Twenty years into her journey as a Catholic, in 2020, Marcia Lane-McGee found out that her baptism might be invalid.
An adult convert to Catholicism who was confirmed after she completed an RCIA program after being raised in the Pentecostal faith, Lane-McGee found out her earlier baptism might not suffice, since it did not use the ancient, Trinitarian formula baptismal creed. After being advised by a priest that she should be re-baptized and re-confirmed, Lane-McGee refrained from receiving Communion. As she considered what it would be like not to be Catholic, she came to the conclusion that her faith is integral to her life.
“If I wasn’t Catholic, I wouldn’t be Christian,” Lane-McGee said. She spoke at a breakout session at the National Black Catholic Congress XIII on July 22 at National Harbor, Maryland. There, she spoke about “Gifts of Black Catholics for the 21st Century Church,” with Shannon Schmidt, who co-hosts the “Plaid Skirts & Basic Black” Black Catholic podcast with Lane-McGee.
As the 40th anniversary of What We Have Seen and Heard, the 1984 pastoral letter on evangelization by the U.S. Black bishops to Black Catholics approaches in September of next year, Lane-McGee and Schmidt spoke about four spiritual gifts of Black Catholics identified in the pastoral letter: a contemplative spirit, joyfulness, a holistic nature, and a communal spirit. While Lane-McGee is a Chicago-area Montessori teacher, Schmidt serves as the Archdiocese of Chicago’s Parish Vitality Coordinator, where much of her work is with Black parishes.
“It is the joy that has seen us through” challenges, Lane-McGee said. “If my spirit is joyful, it can lead me to happiness.”

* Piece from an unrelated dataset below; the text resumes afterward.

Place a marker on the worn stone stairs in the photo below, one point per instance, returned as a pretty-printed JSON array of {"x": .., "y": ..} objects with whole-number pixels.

With “deaths of despair,” increasing in the United States, including suicide drug overdoses, and mass shootings. Black Catholics should “cling to the Resurrection,” and engage with local faith communities, while they “work for the kingdom,” Schmidt said. “We need to be in community and in relationship,” she said.
Lane-McGee joked that any church becomes a “Black church” when she is present and jested that she inevitably roots for Black families competing on Family Feud. “Everyone in this room has a praying grandmother,” she said, joking about how Black families have tended to be more religious than other Americans. “I don’t know a Black person that I don’t consider as family,” she added. “I don’t know if I like you yet,” she quickly modified her previous comment, which drew laughter from the audience.
While Lane-McGee and Schmidt feel at home in Black Catholic churches, they believe, with Pope Francis, that there can be “unity in diversity,” with Catholics through the world united in the Apostles Creed, in the sacraments and teachings of the Church, and in their communion with the bishop of Rome. “We are not uniform, but we are unified,” Schmidt said.
“We have to respect each culture’s wisdom,” Schmidt said.
She recalled how Franciscan missionaries used ornate monstrances to store the Eucharist for devotion in Latin America to show that Jesus Christ in the Blessed Sacrament is “higher than (their) sun god” and how these monstrances have come in use in churches around the world, and example of how one culture within the Catholic Church can be adopted in others.
Ultimately, the two speakers emphasized that the gifts of Black Catholics are not solely to be shared with each other but with other Catholics, as well as other Americans.